Jump to 2023. This dynamic came tumbling back as I watched the latest round of businesses and government leaders vowing that their workers were coming back to the office. Any moment now. Three days a week. Or two. Or one. Starting soon. To enjoy that magic synchronicity that comes from being at the office. Lured by foosball and cocktail hours.

When the truth is, people went to the office because they had to. And now they don’t.

COVID, like Kennedy, drove home the new reality. Many people can do their jobs without ever setting foot in the office. Thanks to technology, smartphones and laptops, we can sit in our pajamas and process claims or design bridges or write columns.

Now look at going into an office. The average commute in Chicago is 32 minutes. An hour lost right there. Add in office chatterboxes, treks to Starbucks, restaurant lunches. You get more work done at home. Bosses tend to overvalue being in the office and under their watchful eye.

So stick a fork in offices, they’re done? I’m reluctant, first because predicting the future is always fraught. We didn’t see COVID coming, even when it was hammering on the door. Some are still on their tummies, pounding the floor with their fists, wailing that the government tried to do something to manage the deadly plague.

Second, I’m thinking of colleges. Like offices, schools shut down. But they sprang back. Kids really want to go to school. Why? They could study at home, the same way their parents work there.

Which leads to an intriguing puzzle: Working at home and studying at home are roughly the same dynamic — you’re by yourself, with a cat maybe, locked in cathectic focus on a screen.
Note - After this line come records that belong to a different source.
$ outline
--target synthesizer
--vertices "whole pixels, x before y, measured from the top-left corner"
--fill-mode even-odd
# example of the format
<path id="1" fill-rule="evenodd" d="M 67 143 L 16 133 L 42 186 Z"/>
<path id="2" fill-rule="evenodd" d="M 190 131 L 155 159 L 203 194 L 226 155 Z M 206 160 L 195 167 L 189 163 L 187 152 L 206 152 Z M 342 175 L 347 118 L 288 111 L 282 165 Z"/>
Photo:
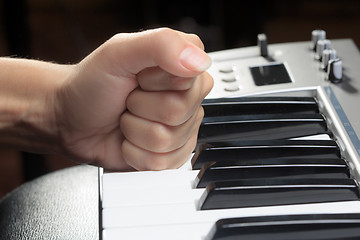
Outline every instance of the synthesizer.
<path id="1" fill-rule="evenodd" d="M 99 169 L 100 238 L 360 239 L 354 42 L 259 34 L 209 55 L 196 150 L 175 170 Z"/>

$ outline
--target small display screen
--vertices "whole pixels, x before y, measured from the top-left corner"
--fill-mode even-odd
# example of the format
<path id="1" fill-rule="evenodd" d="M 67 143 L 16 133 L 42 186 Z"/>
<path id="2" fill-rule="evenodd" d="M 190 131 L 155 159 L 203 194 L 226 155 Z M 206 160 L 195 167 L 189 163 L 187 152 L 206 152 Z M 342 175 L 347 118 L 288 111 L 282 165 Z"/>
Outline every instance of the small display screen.
<path id="1" fill-rule="evenodd" d="M 283 63 L 250 67 L 256 86 L 292 82 Z"/>

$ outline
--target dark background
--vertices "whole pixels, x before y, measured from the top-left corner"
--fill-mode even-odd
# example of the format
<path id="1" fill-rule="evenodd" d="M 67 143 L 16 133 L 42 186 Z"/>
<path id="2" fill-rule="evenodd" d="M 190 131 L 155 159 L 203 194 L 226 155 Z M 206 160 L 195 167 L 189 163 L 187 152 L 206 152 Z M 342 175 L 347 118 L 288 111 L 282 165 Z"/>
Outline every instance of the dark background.
<path id="1" fill-rule="evenodd" d="M 360 46 L 360 1 L 1 0 L 0 56 L 76 63 L 119 32 L 167 26 L 198 34 L 206 51 L 309 41 L 313 29 Z M 1 89 L 0 89 L 1 91 Z M 25 160 L 23 160 L 25 159 Z M 0 149 L 0 197 L 24 181 L 75 163 Z"/>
What’s the difference? I almost said I have no idea, but it’s my job to make a good guess. It would seem a question of energy, youth, potential. Young people want to get to campus because they’re keen to be alive, go to classes, clubs, walk across the campus, drink beer, find romance. It’s an appealing dynamic that has them, or their parents, spending vast sums and traveling great distances.

Can we import that energy to adults working in offices? Should we? It seems stern commands and bowls of snacks aren’t enough. Realtors and city governments, like hat company owners and hatters union members in the early 1960s, are desperate to have workers start coming downtown regularly. Because they have a dog in this race: these office buildings with nobody in them. The solution right now seems to be to convert those into apartments and condos, but then that raises the question: what people would be moving downtown for? There are only so many times you can go to the Art Institute and the symphony.

Workers seem happy where they are. They aren’t rushing back. They might never go back. It might be a reality, like the disappearance of the fedora, far easier to accept than to change.